L'avocat général revient sur les faits et propose une sanction : c’est le réquisitoire. Lors des plaidoiries, les avocats de la défense argumentent l’innocence ou des circonstances atténuantes en faveur des accusés.
Finalement, le juge et ses deux assesseurs se retirent pour délibérer, c’est-à-dire décider si les accusés sont coupables ou non du ou des chefs d'accusation qui ont été retenus contre eux, puis déterminer les peines éventuelles.


Les avocats des familles

Me William Bourdon : avocat spécialisé en droit pénal international.
Il est l'auteur de La Cour pénale internationale , éditions du Seuil, Paris 2000. Défend les familles Chanfreau, Klein et Pesle.

Me Sophie Thonon : avocate de la famille Claudet, de l'Aexppch (France) et FAL.
Présidente de FAL.

Claude Katz: avocat de la FIDH et de la LDH

Benjamin Sarfati : avocat du CODEPU

Les parties civiles

La FIDH , Fédération internationale des Ligues des droits de l’homme qui regroupe 155 ligues de par le monde. Sa vocation est « d’agir concrètement pour le respect de tous les droits humains écrits dans la Déclaration universelle ». Elle sera représentée par Me Claude Katz.

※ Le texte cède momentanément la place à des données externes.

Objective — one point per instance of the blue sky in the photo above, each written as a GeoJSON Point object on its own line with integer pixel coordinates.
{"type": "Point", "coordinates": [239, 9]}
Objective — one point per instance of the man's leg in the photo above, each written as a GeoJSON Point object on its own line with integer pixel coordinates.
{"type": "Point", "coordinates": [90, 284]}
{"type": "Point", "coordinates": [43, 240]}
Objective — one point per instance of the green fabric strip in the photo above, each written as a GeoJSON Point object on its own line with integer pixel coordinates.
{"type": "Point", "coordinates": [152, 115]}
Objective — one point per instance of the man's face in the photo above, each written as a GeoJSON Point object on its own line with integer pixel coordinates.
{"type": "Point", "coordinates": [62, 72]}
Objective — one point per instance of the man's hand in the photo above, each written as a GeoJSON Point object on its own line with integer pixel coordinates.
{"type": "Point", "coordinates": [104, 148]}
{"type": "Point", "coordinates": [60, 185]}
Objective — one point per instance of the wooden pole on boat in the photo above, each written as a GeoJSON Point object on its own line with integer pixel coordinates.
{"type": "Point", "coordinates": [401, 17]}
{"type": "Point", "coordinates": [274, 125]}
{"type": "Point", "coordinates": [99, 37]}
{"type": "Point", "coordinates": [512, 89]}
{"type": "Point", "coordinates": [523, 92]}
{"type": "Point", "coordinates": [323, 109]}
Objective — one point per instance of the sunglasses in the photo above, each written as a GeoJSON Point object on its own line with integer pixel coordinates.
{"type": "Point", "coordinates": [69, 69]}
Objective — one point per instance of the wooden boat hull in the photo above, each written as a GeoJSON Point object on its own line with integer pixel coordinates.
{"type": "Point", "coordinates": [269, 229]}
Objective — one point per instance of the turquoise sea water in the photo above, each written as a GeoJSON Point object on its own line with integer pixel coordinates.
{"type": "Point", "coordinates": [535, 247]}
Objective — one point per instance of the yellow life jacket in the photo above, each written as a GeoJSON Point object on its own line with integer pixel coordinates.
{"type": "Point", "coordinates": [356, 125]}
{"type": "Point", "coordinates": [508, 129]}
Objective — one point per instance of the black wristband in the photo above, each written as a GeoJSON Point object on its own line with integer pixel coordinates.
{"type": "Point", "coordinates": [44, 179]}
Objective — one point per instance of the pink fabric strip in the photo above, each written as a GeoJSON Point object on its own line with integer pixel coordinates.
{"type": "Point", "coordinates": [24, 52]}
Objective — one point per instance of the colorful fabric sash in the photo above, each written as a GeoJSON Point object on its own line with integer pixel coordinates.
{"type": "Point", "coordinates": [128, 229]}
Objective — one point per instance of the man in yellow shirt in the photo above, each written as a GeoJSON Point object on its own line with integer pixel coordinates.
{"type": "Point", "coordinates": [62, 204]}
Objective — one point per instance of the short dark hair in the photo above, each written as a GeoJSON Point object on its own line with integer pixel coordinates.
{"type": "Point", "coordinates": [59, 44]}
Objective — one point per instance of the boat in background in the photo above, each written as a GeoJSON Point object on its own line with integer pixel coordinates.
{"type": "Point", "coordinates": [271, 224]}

Le CODEPU , Corporación de Defensa y Promoción de los Derechos del Pueblo : basée à Santiago, c’est une association de défenseurs des droits humains très active durant la dictature. Elle sera représentée par Me Benjamin Sarfati.

L’AEXPPCH , Association des ex prisonniers politiques chiliens résidant en France, représentée par son président, Ricardo Parvex.

FAL : l’association France Amérique latine s’est créée en solidarité avec le peuple chilien suite au coup d’Etat militaire. Elle milite pour la défense de tous les droits des victimes et des personnes, tant civils et politiques, qu’économique sociaux et culturels.

LDH
La Ligue française des Droits de l’Homme lutte contre les atteintes aux droits et aux libertés, tant individuels que collectifs, dans les domaines de la vie civique, politique et sociale. Membre de la FIDH.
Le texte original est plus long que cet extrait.